Nail Salon Workers Assert Their Rights

 

On April 7th, a coalition of nail workers (pictured above) gathered in Lower Manhattan’s Zuccotti Park to demonstrate for a minimum wage, safer working conditions, and for the creation of a “standards council” designed to end the merciless salon parlor competition that hurts both owners and workers. Many of these demands wouldn’t require new legislation, just enforcement of laws already on the books for years. 

Their demonstration also was a timely reminder of how the continued misclassification of a wide range of workers, including salon nail technicians, as “independent contractors” in today’s labor market denies them fundamental workplace rights and protections.  

In 2015, an explosive New York Times expose laid bare what workers’ advocacy groups had been saying for years: Unsafe conditions, race-to-the-bottom prices, and miserable hourly earnings made conditions in nail salons untenable. A spotlight was shone and New York responded with a flurry of administrative reforms and legislative action.  

The State formed a Nail Salon Industry Task Force. As a result of its work, nail salon workers were, on a phased basis, to be covered by State minimum wage requirements; their employers would not be permitted an exemption from the laws provisions based on tips nail workers earned.  

In 2016, then-Governor Andrew Cuomo also signed a ventilation law mandating procedures for the safe dispersal of often-hazardous manicure and pedicure chemicals (though some of these ventilation requirements were pushed back at the onset of the Covid-19 pandemic, allowing salons until April 2022 to comply). 

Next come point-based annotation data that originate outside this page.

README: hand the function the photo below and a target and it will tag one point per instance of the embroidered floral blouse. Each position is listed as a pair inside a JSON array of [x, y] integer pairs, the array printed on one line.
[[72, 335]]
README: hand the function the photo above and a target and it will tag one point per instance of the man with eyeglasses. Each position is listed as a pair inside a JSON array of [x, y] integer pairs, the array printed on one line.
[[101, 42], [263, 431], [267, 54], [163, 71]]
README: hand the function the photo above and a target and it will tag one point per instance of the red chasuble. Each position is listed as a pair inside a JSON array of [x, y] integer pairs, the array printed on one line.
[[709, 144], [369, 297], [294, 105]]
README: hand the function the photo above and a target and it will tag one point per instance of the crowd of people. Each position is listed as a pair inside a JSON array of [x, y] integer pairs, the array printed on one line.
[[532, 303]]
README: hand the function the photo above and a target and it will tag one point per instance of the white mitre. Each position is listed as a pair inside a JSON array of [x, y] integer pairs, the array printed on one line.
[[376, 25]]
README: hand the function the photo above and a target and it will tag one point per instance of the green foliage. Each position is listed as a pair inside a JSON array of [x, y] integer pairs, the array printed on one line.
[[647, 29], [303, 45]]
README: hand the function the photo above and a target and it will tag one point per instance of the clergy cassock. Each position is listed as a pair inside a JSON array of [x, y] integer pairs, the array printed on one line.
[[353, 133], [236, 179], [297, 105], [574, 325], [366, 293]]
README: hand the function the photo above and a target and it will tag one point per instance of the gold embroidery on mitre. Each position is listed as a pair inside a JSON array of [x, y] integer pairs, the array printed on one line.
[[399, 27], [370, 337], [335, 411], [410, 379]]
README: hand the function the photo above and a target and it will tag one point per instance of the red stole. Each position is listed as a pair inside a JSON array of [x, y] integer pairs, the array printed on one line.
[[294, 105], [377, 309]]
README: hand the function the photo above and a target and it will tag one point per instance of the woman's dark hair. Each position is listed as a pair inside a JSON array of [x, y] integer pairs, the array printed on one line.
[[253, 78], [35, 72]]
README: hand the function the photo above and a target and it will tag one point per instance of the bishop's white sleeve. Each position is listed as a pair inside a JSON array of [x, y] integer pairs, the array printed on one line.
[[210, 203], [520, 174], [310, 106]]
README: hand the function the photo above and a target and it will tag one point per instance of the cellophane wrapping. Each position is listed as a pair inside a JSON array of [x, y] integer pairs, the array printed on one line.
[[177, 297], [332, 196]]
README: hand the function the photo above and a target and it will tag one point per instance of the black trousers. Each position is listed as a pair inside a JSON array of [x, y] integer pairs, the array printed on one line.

And yet the median earnings for nail salon technicians today remains under $20,000 a year. A statewide survey conducted by Workers United and a Cornell University report both recently showed that wage theft and misclassification of salon workers as independent contractors remain serious problems.  

Some 76 percent of nail salon technicians are making less than the appropriate minimum wage. A big reason is the cutthroat pricing that makes it difficult for small businesses to raise wages and improve working conditions even if they wanted to. It’s a problem that’s especially acute in New York City, where the average cost of a manicure is lower than anywhere else in the state.  

Nearly half (44 percent) of nail technicians in New York State also are working as independent contractors, despite nearly all such workers lacking the special license required for them to be so classified. In New York City, that portion is even higher; 65 percent of nail technicians in the five boroughs are considered independent contractors, even though a majority work for a single salon and report not having any control over their schedules or setting their own rates. 

New York State has created clear rules for nail salons to avoid just this problem of misclassification. For a technician to work as an independent contractor, a worker must have their own “Appearance Enhancement Area Renter” license, as well as a “Nail Specialty License,” and also purchase liability insurance and a surety bond. When asked, most nail technicians have never heard of these requirements. 

Misclassification happens when an employer either intentionally or inadvertently identifies a worker as an independent contractor rather than as a standard employee. A forthcoming Center for New York City Affairs report will detail how hundreds of thousands of low-paid independent contractors across many industries statewide, from transportation to educational services, construction to personal care, are denied basic employee benefits and rights. Those include minimum wage protections, access to health insurance and retirement plans, and the right to organize and collectively bargain. 

In particular, there is – rightly – mounting public concern about the plight of app-dispatched gig workers. That’s in part because the platforms that rely on these gig workers have had such a profound effect on the way we work, eat, socialize, and get around town, especially during the pandemic. The pandemic’s effects have also highlighted the indignities visited on gig workers.  

 Nail salon technicians are regularly subjected to similarly precarious working arrangements. And just as delivery workers have recently won the right to use bathrooms at restaurants whose products they deliver, and Uber drivers have gone to court to get unemployment insurance benefits, nail salon workers have coalesced around legislative remedies to their particular problems. 

 Two proposed State laws could help bring employers in line with existing law and also raise the earnings floor for nail salon workers. The Nail Salon Accountability Act would tie business licensing to labor law compliance. Only businesses with a clean compliance record, without pending cases of wage theft or health and safety violations, would be allowed to renew their State-issued “Appearance Enhancement License.” Because many small business owners (the average size of a nail salon is only four workers) simply are not aware of recent changes to minimum wage laws and other workplace protections, renewal would also be contingent on providing small businesses with training to bring them into compliance.  

 The recently proposed Nail Salon Minimum Standards Act (S861) could help improve the economic health of salon operators and workers. It would establish a council with representatives from employers, nail workers, and public officials to recommend sector-wide minimum standards, combatting the race-to-the-bottom competition that destroys small business profits and devastates worker earnings.  


L.K. Moe is assistant director for economic research for the Covid-19 Economic Recovery Project at the Center for New York City Affairs at the New School.